If you click “more” in email window you are presented with the email in it’s entirety and the person’s profile is wedged into a narrow left column. This is a great feature, saves a few clicks. I like being able to see more details about a person w/o having to leave the email page.

However. there is a major problem with the consistency of how emails are managed.

When reviewing email, there are flag, delete, block user buttons. There is also a “write a reply” or Select a message options below. “Write a reply” button loads a new page with textarea to reply to person. This is a perfect example of where new dynamic web page technology like Ajax would be perfect for loading the reply textbox without reloading the entire page. I could code this up myself faster than it took to write this post.

yahoo dropdown

I can also choose to select a reply from the drop-down of canned reponses. The responses are mostly geared to get people to take personality test, add photos and write more in their profile.

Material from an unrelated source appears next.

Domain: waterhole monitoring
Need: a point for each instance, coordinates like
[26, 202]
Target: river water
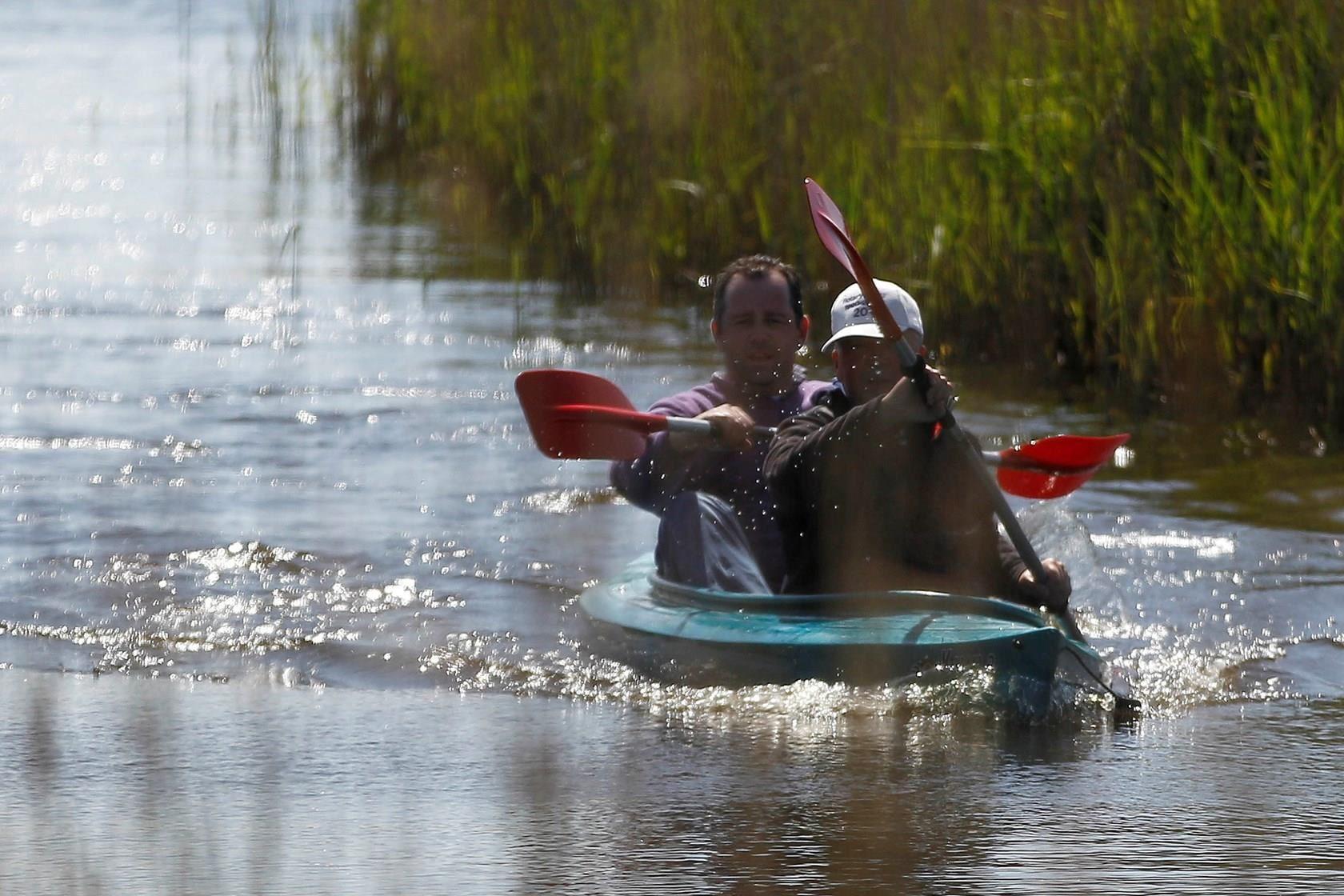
[288, 598]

Some of the reponses are totally out of place. Say for example someone writes you, and one of the quick reponses is “Thanks, are we a good fit?” This makes no sense. Click the thumbnail to see the whole list.

I would love to see the clicktrail on how people use these responses. I would hope that someone at Yahoo pays attention to these and removes the least used options and adds new ones from time to time.

challenge
When I select a reply from the drop-down list I’m asked to do one of those annoying anti-spam challenges. Why do this when I’m already signed in?

Next, I hit the delete button to remove the email. The Yahoo! knows in this case I’m not interested in the person, why don’t they throw up an alert thats offers to delete the email? Why would you keep around an email for a person you’re not interested in? This stuff is so easy to do, talk about lazy!

anoter courtesy reply

After I hit the delete button, I’m presented with yet another courtesy reply pull-down. Check out the responses. I already let the person know I’m not interested, and yet the option is offered up again. Tak about broken. I can only hope that the new User Experience person at Yahoo takes a long hard look at what’s so broken about the #1 dating service in the world. Half of their job is done, just read this blog. Like so many top shelf dating sites, Yahoo! continues to succeed in spite of themselves.